Bislang ist die Bundesnetzagentur nur ein Papiertiger. Sie zählt fleißig Kundenbeschwerden und erstellt darüber Statistiken, allerdings kann die Behörde in Einzelfällen nichts tun. Bei großflächigen Problemen, wie zum Beispiel ausbleibender Postzustellung in ganzen Stadtvierteln, verschickt die Bundesnetzagentur allenfalls einen blauen Brief an die Deutsche Post (siehe Fall aus 2018).

Gegenüber privaten Post- und Paketdiensten hat die Behörde noch weniger Durchgriffsrechte. Dem Verbraucher-Schlichtungsverfahren verweigern sich praktisch alle großen Anbieter, mit Ausnahme von Hermes.

Das überarbeitete Postgesetz soll der Bundesnetzagentur mehr Macht verleihen. Konkret geht es um "Ermittlungsbefugnisse" sowie "durchsetzbare behördliche Anordnungsbefugnisse" und die Möglichkeit, Bußgelder zu verhängen.

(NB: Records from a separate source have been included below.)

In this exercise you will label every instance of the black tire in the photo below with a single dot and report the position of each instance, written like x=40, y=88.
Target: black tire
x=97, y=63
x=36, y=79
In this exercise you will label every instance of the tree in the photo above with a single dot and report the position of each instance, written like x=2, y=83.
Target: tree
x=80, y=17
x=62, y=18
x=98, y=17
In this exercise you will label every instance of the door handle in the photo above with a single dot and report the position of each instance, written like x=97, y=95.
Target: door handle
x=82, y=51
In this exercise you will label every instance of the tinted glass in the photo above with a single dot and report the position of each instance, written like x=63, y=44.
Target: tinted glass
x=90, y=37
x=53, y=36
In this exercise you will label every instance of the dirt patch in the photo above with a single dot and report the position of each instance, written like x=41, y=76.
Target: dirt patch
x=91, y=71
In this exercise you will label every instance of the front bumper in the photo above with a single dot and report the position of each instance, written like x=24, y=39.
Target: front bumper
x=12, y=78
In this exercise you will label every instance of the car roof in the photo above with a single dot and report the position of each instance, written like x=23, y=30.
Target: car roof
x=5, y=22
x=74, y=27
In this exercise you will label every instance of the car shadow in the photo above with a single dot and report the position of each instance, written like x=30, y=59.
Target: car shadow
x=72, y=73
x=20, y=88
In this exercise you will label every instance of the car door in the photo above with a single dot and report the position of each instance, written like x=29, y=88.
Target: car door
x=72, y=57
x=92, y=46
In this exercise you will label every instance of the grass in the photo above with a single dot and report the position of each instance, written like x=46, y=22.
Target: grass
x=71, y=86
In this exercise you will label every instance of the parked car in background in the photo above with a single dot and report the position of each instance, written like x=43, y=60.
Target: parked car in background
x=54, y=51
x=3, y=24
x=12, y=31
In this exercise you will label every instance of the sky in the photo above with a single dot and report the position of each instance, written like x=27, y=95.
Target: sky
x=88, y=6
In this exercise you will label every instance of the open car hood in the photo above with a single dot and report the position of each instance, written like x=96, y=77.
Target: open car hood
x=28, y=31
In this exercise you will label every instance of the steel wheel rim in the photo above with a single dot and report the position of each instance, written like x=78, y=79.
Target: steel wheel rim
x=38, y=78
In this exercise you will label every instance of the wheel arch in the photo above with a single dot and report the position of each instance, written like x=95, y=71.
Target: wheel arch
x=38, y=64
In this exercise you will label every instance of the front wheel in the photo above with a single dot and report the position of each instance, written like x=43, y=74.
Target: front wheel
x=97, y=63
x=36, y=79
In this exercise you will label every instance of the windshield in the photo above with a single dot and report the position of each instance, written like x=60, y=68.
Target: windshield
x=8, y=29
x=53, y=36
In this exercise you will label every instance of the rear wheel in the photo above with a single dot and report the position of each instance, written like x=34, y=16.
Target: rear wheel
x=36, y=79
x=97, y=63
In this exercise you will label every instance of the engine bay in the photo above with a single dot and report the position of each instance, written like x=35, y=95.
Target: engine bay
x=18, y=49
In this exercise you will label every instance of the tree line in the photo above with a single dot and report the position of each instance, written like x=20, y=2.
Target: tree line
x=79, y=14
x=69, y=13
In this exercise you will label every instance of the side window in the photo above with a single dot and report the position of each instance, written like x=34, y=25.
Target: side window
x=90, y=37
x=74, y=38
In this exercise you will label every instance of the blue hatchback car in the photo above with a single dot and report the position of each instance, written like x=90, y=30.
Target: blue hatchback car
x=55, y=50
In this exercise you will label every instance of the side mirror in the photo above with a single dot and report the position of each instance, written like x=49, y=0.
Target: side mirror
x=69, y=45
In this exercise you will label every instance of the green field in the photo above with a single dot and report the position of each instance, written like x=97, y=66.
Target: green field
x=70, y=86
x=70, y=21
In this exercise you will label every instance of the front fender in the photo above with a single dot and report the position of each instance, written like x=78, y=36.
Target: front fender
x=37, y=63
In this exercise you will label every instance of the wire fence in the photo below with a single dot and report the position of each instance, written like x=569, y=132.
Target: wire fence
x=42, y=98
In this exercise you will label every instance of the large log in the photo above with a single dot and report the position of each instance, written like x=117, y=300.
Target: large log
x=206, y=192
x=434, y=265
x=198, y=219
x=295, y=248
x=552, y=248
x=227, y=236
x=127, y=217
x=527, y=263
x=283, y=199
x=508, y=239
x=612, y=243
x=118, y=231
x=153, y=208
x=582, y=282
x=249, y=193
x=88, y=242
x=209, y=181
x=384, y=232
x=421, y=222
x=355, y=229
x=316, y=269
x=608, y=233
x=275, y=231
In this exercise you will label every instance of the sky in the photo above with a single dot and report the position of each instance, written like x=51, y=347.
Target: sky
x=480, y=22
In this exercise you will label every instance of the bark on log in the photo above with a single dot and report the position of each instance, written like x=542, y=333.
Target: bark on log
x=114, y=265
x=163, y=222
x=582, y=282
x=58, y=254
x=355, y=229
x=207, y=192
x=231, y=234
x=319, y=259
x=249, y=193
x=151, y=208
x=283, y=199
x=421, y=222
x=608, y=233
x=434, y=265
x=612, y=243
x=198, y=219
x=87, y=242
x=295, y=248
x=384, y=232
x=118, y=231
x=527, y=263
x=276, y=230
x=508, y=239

Im Eckpunkte-Papier sind diese Vorschläge nur grob beschrieben. Außerdem werden sie nicht 1:1 in ein Gesetz gegossen. Es ist davon auszugehen, dass die Lobbyabteilung ("Public Affairs") der Deutschen Post die Befugnisse der Bundesnetzagentur möglichst klein halten will.

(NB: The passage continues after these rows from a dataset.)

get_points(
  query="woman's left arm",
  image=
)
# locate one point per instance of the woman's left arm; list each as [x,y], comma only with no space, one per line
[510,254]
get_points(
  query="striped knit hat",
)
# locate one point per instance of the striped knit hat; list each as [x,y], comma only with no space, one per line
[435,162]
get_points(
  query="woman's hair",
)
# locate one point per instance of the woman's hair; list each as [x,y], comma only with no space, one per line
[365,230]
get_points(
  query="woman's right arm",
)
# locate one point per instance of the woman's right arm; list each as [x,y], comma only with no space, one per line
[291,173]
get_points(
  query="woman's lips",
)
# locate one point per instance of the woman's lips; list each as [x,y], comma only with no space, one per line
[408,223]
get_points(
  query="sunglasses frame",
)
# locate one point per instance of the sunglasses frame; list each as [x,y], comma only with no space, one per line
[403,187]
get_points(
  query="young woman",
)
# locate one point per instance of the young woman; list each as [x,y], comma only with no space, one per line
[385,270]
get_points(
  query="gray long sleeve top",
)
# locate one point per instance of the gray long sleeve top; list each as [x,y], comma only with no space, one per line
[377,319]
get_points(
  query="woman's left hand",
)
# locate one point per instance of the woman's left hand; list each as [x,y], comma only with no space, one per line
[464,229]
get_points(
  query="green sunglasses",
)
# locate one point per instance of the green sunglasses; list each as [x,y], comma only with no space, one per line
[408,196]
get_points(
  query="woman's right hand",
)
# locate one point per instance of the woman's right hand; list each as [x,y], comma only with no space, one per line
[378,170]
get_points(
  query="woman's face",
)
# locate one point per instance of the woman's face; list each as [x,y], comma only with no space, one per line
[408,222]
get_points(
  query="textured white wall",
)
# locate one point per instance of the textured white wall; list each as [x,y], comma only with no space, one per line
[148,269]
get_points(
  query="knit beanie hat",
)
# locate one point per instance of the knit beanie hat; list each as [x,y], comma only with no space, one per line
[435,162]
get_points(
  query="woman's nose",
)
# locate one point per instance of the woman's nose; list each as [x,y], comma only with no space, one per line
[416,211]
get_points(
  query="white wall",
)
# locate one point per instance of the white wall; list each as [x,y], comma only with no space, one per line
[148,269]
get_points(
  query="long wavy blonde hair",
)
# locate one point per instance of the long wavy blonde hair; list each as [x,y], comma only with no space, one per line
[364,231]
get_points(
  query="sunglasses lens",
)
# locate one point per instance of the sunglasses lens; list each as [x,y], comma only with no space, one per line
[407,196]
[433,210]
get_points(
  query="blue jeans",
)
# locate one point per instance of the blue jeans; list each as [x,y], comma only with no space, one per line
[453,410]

► Die "durchsetzbaren behördlichen Anordnungsbefugnisse und Bußgeldtatbestände" sind für den Bereich des Universaldienstes geplant. Diesen Universaldienst erbringt nur die Deutsche Post DHL, weil sie sich dazu verpflichtet hat, ganz Deutschland zu beliefern.

Die "Ermittlungsbefugnisse" beziehen sich ebenfalls auf die Deutsche Post und ihre marktbeherrschende Stellung auf dem Briefmarkt. Die Bundesnetzagentur soll besser überwachen können, ob die Post von Großkunden beispielsweise "missbräuchlich niedrige Entgelte" verlangt. Die Behörde soll in Zukunft direkt bei Postkunden ermitteln dürfen und sich nicht bloß auf Auskünfte der Deutschen Post verlassen müssen.

Für Privatkunden ist folgender Abschnitt im Eckpunkte-Papier wichtig:

Die Bußgeldvorgaben des Postgesetzes wollen wir grundlegend überarbeiten. Viele Gesetzesverstöße sind bisher nicht oder unzureichend bußgeldbewehrt. Der Bußgeldrahmen ist teilweise deutlich zu gering. Die Anpassung werden wir auf die neuen materiellen Vorgaben, insbesondere im Kundenschutzbereich, abstimmen.

Im Zusammenhang mit Bußgeldern wird explizit der Kundenschutz erwähnt. Das lässt hoffen, dass die Stärkung der Bundesnetzagentur als Verbraucherschutzbehörde wirklich ernst gemeint ist. Es würde nämlich nichts bringen, wenn einerseits Schlichtungsverfahren verpflichtend vorgeschrieben werden (Paketda berichtete), andererseits bei Verstößen keine Sanktionen drohen.

Gleiches gilt für Beschwerdeverfahren zwischen Kunden und Paketdiensten. Deren Ablauf soll eventuell im neuen Postgesetz geregelt werden. Verstößt ein Unternehmen gegen die Vorschriften zur Beschwerde-Bearbeitung, sind abschreckende Maßnahmen notwendig.